Lessons of Chernobyl: The Cultural Causes of the Meltdown
The lessons of the Chernobyl disaster must go beyond the usual technical analyses and focus on the fundamental cause of the accident: that the Soviet nuclear energy program was permeated by an atmosphere of corruption and patronage. Only a scientific culture of openness and professionalism can avert future nuclear disasters.
In the aftermath of the 1986 Chernobyl nuclear power station disaster, most of the lessons being learned by the scientific community and governments are about the technical, radiological, environmental and medical consequences of that tragic event. The vast literature on the subject deals al-most exclusively with these technical issues. Although these aspects are significant, broader social and psychological factors greatly contributed to the catastrophe. These cultural issues were the fundamental cause of the Chernobyl accident.
From its inception the Soviet nuclear effort, aimed primarily at making an atomic bomb, was carried out with utter disregard for human life.

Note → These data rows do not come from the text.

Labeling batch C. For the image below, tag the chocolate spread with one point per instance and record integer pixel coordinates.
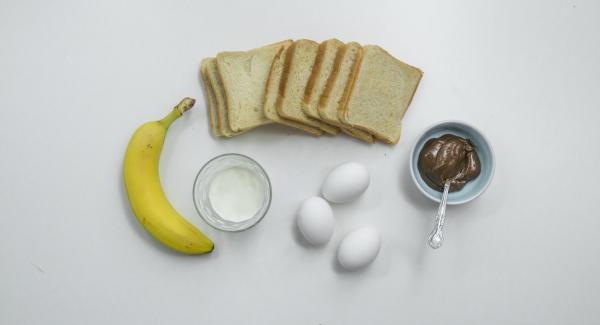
(448, 157)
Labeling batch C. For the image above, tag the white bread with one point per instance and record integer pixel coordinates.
(244, 76)
(331, 97)
(272, 93)
(217, 87)
(211, 101)
(381, 90)
(321, 71)
(299, 61)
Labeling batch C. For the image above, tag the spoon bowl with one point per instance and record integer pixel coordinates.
(472, 189)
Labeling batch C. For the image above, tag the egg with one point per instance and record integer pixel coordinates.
(359, 248)
(346, 182)
(315, 221)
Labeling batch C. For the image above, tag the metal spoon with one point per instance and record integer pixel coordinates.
(436, 237)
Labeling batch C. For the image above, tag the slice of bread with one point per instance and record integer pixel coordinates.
(272, 93)
(297, 69)
(211, 101)
(381, 90)
(217, 87)
(331, 98)
(320, 74)
(244, 76)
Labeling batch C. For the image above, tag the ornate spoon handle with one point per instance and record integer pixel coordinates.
(436, 237)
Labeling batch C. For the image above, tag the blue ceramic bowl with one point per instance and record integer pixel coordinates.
(472, 189)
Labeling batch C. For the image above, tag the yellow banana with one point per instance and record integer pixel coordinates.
(147, 199)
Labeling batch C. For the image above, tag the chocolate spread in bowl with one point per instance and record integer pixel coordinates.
(448, 157)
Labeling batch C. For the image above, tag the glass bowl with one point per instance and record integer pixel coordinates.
(212, 208)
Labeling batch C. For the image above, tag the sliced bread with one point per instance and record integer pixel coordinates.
(297, 69)
(331, 98)
(321, 71)
(217, 87)
(272, 93)
(244, 76)
(379, 94)
(211, 101)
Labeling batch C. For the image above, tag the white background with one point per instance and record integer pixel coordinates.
(77, 78)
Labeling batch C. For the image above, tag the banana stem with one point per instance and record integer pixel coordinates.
(184, 105)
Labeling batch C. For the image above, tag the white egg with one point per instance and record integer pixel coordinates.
(359, 248)
(315, 220)
(346, 182)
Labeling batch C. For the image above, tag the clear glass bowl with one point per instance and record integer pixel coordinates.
(202, 185)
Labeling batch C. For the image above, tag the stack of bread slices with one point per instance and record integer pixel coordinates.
(330, 87)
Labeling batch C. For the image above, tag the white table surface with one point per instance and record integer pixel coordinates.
(77, 77)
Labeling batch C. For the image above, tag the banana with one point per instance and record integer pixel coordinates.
(147, 199)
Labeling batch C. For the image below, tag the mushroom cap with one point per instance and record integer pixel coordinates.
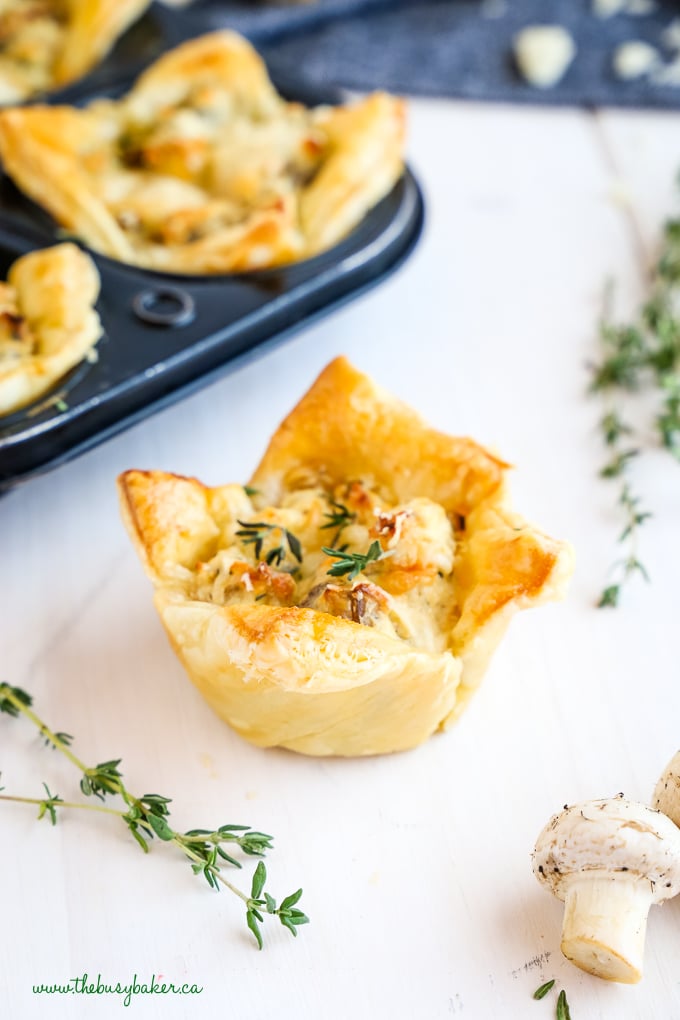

Most, if not all, of the construction work for the nuclear industry was done by slave laborers of the Gulag. Often those engaged in building the most secret "installations," as they were called in the newspeak of the industry, were later sent to camps to be isolated for life, as described by Andrei Sakharov in his memoirs. The nuclear industry itself was run by able, determined and ruthless managers who did not take human life into account--insofar as such concerns did not serve their immediate task. The terrible environmental mess left by the Soviet nuclear industry is the painful legacy of those attitudes.
THE DANGER OF SECRECY
Like many other Soviet programs, the developing nuclear industry was shrouded in secrecy, which served three main purposes. First, and most obvious, it served to conceal the effort from the perceived enemy--the United States. A second purpose, usually not taken into account, was to control the scientists and to a lesser extent the engineers who were the brains and hands of the whole project. Last, secrecy protected the industry's leaders from all external criticism. For the political boss of the project, L. P. Beria, the head of the Soviet secret police and a ruthless commissar seeking absolute power over society, the atomic bomb epitomized the kind of project he felt compelled to control.